Developing ML Solutions Flashcards
What are the different stages in the ML Lifecycle?
The end-to-end machine learning lifecycle process includes the following phases:
- Business goal identification - what’s the business objective, what does success look like, what are the metrics? Budget? Value?
- ML problem framing - Converting the business problem into an ML problem? Is ML appropriate for this business problem?
- Data processing (data collection, data preprocessing, and feature engineering) - collect data, convert into usable format,
- Model development (training, tuning, and evaluation) - iterative, can be performed multiple times with additional feature engineering each time.
- Model deployment (inference and prediction)
- Model monitoring
- Model retraining - needed if it does not meet business goals or as new data becomes available. Needed to ensure model remains accurate over time.
What is Feature Engineering?
It is a step in the data processing phase of an ML LC.
Feature engineering is the process of creating, transforming, extracting, and selecting variables from data.
In a ML model, what are hyperparameters?
Hyperparameters are external configuration variables that data scientists use to manage machine learning model training. Sometimes called model hyperparameters, the hyperparameters are manually set before training a model. They’re different from parameters, which are internal parameters automatically derived during the learning process and not set by data scientists.
Examples of hyperparameters include the number of nodes and layers in a neural network and the number of branches in a decision tree. Hyperparameters determine key features such as model architecture, learning rate, and model complexity.
How do you prep data for ML model training?
Split your data as follows:
80% of data to train the model
10% to validate (improve the model with each training iteration)
10% to test.
How can Amazon SageMaker help with the ML Lifecycle?
In a single unified visual interface, you can perform the following tasks:
- Collect and prepare data.
- Build and train machine learning models.
- Deploy the models and monitor the performance of their predictions.
What is Amazon SM Data Wrangler?
- Low Code No Code (LCNC) tool.
- It provides an end-to-end solution to import, prepare, transform, featurize, and analyze data by using a web interface.
- SageMaker is also integrated with EMR and AWS Glue
- With SageMaker Processing API - customers can run scripts and notebooks to transform datasets.

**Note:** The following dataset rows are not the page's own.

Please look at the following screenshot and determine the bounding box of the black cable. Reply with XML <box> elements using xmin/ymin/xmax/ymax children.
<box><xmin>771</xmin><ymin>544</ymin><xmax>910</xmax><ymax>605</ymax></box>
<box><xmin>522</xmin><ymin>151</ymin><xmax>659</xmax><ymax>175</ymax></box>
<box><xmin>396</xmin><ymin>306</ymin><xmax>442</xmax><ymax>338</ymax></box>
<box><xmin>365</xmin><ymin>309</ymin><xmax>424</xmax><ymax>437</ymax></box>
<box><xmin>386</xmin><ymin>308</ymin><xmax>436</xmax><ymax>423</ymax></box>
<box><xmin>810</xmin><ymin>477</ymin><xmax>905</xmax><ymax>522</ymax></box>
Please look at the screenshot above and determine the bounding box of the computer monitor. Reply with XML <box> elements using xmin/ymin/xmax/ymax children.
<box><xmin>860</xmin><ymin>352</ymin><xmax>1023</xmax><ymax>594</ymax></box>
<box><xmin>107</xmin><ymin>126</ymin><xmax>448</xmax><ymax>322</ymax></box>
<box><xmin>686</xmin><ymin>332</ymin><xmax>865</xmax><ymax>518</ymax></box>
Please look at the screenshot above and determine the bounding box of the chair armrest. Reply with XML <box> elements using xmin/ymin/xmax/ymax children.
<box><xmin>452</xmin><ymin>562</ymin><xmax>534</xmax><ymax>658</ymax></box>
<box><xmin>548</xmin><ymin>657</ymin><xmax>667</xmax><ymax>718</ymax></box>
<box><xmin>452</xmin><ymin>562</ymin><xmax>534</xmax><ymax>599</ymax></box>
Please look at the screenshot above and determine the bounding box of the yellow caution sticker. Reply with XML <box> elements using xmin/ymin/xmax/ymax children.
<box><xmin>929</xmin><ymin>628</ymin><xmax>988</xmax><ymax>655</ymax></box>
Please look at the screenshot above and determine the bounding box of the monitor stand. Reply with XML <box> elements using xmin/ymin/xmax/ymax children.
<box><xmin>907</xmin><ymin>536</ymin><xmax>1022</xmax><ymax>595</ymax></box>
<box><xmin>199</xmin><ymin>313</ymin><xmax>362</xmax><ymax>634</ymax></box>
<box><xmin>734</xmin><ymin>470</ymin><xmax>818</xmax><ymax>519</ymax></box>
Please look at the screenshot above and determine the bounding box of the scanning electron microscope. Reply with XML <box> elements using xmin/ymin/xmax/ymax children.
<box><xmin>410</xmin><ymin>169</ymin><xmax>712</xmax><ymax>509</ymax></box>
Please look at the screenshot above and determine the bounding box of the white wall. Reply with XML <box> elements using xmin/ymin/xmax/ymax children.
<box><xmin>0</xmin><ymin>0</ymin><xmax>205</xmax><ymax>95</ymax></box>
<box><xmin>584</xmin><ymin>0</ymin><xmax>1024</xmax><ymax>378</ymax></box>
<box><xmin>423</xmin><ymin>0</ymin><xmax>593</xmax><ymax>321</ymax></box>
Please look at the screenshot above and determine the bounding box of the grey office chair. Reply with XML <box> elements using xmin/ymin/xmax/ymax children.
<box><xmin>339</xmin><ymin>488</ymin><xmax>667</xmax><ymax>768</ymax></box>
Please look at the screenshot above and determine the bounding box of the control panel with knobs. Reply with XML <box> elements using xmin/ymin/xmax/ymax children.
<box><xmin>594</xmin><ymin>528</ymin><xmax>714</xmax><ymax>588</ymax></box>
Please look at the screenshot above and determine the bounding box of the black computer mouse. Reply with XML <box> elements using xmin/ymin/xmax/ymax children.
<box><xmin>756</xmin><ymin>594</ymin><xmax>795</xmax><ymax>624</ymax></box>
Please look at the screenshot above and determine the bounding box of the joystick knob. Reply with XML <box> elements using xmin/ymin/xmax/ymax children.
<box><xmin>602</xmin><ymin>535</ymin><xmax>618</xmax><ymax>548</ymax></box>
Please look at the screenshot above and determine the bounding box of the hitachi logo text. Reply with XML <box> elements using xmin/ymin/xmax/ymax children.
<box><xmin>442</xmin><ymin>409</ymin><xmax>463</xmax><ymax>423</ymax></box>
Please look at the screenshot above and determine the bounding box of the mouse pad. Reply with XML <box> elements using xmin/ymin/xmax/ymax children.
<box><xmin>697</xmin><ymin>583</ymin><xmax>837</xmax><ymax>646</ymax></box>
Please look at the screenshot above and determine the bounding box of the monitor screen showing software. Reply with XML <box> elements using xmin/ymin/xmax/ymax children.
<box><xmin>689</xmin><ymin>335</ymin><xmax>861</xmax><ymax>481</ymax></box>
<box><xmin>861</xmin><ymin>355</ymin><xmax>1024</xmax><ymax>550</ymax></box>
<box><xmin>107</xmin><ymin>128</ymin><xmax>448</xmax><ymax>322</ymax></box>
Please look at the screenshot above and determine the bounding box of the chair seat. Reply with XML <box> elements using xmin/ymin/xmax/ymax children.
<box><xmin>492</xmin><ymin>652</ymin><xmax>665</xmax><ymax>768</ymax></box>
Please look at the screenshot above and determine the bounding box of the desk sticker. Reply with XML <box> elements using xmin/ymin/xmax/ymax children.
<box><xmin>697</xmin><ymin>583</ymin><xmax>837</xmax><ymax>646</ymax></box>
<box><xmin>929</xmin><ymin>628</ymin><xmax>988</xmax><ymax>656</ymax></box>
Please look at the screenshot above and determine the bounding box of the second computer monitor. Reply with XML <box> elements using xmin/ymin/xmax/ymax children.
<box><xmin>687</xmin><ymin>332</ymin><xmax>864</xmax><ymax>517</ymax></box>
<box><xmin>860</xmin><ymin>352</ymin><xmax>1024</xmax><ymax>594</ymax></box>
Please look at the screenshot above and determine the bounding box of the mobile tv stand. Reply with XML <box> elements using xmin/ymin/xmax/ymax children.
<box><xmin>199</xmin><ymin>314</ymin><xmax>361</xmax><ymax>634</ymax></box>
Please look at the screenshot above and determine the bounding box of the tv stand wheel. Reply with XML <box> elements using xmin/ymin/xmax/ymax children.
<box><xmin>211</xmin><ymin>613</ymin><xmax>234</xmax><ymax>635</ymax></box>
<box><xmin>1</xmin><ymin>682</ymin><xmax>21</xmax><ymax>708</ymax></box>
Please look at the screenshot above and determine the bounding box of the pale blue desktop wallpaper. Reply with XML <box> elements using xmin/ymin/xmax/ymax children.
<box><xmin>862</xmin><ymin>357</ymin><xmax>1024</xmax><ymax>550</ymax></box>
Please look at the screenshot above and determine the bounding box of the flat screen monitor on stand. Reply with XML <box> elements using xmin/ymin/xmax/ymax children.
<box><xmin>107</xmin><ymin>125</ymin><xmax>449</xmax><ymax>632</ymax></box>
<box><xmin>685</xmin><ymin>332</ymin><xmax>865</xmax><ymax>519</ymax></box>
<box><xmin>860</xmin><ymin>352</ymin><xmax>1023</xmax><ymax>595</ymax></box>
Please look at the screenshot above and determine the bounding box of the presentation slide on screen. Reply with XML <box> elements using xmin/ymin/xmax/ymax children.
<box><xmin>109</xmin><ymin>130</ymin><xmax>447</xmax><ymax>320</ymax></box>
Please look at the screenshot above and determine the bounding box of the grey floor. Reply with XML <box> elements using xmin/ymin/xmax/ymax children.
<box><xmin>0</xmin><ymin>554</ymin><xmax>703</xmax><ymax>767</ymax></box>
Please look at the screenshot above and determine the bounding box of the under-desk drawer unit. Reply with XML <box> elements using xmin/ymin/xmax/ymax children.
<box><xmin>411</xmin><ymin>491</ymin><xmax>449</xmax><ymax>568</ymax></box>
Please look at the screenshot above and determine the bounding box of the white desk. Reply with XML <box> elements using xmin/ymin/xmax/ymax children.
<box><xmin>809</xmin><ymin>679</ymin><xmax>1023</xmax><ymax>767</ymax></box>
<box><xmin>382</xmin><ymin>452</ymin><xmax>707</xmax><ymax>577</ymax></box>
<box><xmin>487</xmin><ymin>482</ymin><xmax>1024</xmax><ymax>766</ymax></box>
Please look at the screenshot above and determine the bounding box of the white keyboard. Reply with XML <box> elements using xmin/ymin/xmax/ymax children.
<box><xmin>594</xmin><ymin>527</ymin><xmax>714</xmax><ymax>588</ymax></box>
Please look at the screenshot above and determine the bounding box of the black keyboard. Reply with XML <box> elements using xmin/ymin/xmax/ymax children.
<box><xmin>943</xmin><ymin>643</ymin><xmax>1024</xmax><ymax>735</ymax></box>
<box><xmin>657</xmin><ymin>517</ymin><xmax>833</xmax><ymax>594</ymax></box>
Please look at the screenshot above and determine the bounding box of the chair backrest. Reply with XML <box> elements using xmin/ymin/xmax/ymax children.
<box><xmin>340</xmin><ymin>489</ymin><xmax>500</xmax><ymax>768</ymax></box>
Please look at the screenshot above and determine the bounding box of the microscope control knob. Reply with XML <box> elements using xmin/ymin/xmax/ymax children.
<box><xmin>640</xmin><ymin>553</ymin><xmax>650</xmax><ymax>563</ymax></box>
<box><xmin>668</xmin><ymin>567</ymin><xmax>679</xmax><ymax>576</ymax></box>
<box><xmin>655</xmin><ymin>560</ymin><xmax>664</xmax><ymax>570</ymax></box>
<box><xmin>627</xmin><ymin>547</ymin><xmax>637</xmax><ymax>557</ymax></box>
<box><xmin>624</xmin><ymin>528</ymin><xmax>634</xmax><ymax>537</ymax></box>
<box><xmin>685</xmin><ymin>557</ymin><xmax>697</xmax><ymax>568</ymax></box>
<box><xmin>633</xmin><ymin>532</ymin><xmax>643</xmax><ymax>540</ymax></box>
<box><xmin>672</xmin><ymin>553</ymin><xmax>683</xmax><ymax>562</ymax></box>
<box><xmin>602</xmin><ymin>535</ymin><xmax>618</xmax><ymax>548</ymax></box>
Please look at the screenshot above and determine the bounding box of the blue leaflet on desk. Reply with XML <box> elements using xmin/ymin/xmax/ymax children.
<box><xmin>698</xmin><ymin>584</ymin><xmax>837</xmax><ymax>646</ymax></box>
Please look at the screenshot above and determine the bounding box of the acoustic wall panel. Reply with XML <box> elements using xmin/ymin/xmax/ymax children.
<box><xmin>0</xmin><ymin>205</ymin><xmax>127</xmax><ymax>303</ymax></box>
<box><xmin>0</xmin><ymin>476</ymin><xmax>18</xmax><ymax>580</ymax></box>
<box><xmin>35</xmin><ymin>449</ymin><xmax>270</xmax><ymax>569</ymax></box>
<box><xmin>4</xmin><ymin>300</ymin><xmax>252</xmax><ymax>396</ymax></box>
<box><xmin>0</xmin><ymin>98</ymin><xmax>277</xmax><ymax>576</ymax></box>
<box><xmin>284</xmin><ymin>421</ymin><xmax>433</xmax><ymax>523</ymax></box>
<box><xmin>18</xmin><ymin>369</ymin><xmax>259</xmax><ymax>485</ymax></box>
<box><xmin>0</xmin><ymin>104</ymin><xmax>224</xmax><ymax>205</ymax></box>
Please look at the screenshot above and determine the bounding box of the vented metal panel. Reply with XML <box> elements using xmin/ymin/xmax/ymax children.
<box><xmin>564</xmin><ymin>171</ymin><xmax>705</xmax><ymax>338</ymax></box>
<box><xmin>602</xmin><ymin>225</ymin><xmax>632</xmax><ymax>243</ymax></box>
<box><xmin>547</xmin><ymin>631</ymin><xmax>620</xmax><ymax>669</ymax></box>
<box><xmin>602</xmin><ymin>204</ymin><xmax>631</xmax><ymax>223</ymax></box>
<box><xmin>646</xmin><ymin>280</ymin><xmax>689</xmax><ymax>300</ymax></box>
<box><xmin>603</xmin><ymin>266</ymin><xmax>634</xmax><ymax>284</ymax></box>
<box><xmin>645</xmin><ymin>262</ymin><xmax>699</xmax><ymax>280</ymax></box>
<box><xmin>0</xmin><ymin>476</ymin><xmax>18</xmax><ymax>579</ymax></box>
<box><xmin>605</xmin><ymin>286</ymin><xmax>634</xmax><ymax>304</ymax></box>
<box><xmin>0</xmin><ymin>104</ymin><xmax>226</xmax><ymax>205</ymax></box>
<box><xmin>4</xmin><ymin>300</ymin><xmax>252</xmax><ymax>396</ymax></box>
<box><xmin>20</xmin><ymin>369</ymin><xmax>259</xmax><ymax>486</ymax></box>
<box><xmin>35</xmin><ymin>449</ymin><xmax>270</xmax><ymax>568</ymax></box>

- The data analysis helps customers arrive at the features to define the model and data for the model to be trained on.
What is Amazon SM Feature Store?
Helps data scientists, machine learning engineers, and general practitioners to create, share, and manage features for ML development.
What is Amazon SM Model training and evaluation features?
SM offers feature to train models using built-in algorithms (SM Training Job).
SM can launch compute instances, use training code, and data to train the model. Trained models are stored in an S3 bucket once complete.
SM Jumpstart - provide pretrained models
SM Canvas - LCNC for business analysts to build ML Models.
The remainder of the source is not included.